The fact that most of us lead healthy lives today can be highly attributed to the special care our parents took in getting us timely vaccinations against deadly diseases during the first few years of our lives.
However, not every child in India is bestowed with this privilege, especially those born into the lesser-privileged sections of the society.
While it is convenient to assert that lack of education and awareness could be a key factor behind the children not being vaccinated, more often than not the failure results out of the casualness with which parents regard neonatal and infant care.
Also, falling under the lower strata of the society, the priority would obviously stand with eking a living out through laborious chores than spend that crucial time to vaccinate the babies or even keep track of it.
Over the years, many government agencies and non-profit organisations have been working hard to change this attitude through awareness programmes and increased accessibility of vaccinations to even the remotest of locations in India.
Amidst the threat of diseases and the impending requirement of vaccinations, one young woman from Mumbai has come up with a unique solution that helps mothers get their infants timely vaccinations through timely reminders.
FollowApp is a web-based application that makes automated and personalised voice calls in vernacular languages to remind the mothers about their child’s scheduled vaccinations based on his or her age.
The application is the brainchild of Swati Humbad, who is a senior associate at Morgan Stanley.
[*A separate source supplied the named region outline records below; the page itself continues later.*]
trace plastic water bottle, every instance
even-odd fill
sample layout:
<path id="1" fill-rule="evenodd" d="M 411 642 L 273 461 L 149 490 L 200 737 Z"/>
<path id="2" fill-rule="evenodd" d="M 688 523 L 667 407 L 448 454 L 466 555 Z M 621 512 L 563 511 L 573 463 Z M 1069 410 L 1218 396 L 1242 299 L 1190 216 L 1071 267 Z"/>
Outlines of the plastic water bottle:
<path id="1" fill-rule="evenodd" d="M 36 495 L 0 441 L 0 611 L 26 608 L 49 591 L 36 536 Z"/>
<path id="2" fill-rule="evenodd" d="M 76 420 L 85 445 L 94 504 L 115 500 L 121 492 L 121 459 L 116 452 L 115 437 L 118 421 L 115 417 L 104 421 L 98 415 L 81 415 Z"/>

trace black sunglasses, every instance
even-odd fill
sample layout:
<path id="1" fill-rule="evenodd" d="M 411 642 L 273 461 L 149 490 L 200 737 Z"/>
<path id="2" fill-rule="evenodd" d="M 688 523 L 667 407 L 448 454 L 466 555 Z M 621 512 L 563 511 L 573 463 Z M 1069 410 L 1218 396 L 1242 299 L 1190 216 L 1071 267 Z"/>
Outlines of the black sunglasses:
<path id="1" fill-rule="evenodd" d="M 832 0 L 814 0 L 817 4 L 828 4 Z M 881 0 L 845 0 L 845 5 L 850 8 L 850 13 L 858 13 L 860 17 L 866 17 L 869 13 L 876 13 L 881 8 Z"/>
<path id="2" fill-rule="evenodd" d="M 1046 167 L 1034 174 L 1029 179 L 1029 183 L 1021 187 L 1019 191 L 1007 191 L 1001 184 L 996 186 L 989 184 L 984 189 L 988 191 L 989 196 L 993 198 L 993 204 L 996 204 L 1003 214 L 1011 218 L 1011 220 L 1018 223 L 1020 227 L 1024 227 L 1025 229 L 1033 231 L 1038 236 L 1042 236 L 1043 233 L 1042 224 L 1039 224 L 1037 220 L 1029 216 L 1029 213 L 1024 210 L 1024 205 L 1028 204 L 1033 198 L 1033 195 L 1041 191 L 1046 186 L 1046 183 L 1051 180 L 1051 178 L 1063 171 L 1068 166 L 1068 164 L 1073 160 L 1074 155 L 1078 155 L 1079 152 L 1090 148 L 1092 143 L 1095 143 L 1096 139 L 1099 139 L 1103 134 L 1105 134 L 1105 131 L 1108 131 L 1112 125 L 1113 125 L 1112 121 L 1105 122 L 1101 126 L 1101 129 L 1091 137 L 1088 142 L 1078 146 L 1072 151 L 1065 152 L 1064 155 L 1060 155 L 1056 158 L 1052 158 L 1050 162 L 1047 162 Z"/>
Apart from making calls, the app also records the responses of the mothers if their child has availed the vaccines.
“The software has been developed such that a mother would have to press 1 to acknowledge that her child has received the particular vaccination and two if they haven’t. If they don’t answer or respond in the negative, the software makes follow-up calls after three, five and ten days,” says Swati to The Better India.
What makes the app unique is that one does not need to own a smartphone to avail the facility. Being a web-based application, all the calls and prompts are automatically generated that can be received through any basic feature phone and addresses the mother and child by their own names along with the particulars of the vaccine.
The 25-year-old came up with the revolutionary idea while volunteering at SNEHA, a local non-profit organization that focuses on neonatal and infant health development.
“During one of the field visits to a slum dwelling, I happened to talk to a mother who couldn’t remember the age of her own son. That made me realise how difficult would it be for the slum dwellers to keep a track on vaccinations,” she remembers.
Collaborating with a group of developers from Morgan Stanley’s offices in Mumbai, Bengaluru and Montreal, Swati put together the first prototype of FollowApp in September last year.
Her innovative idea went on to clinch the first position at Technophilia, Morgan Stanley India’s annual technology competition.
To test the FollowApp’s real-time application, the team had launched a pilot program in Malwani between May and September, under which 100 mothers had initially signed up.
“Today we have 500 registered mothers under the programme which targets three major vaccines,” Swati proudly mentions.
Swati also explains that the application does not act only as a reminder but also a tracker that captures the vaccination status of each child for each vaccine, making it an indispensable tool in the healthcare sector.
As of now, FollowApp reaches out to the Malwani slum, but Swati hopes to expand its reach across the state, for the potential the application has to impact thousands of lives.
“We intend to share the data with the government eventually to help them create an inventory for vaccinated children but at the same time address critical policies pertaining to the healthcare sector,” she added.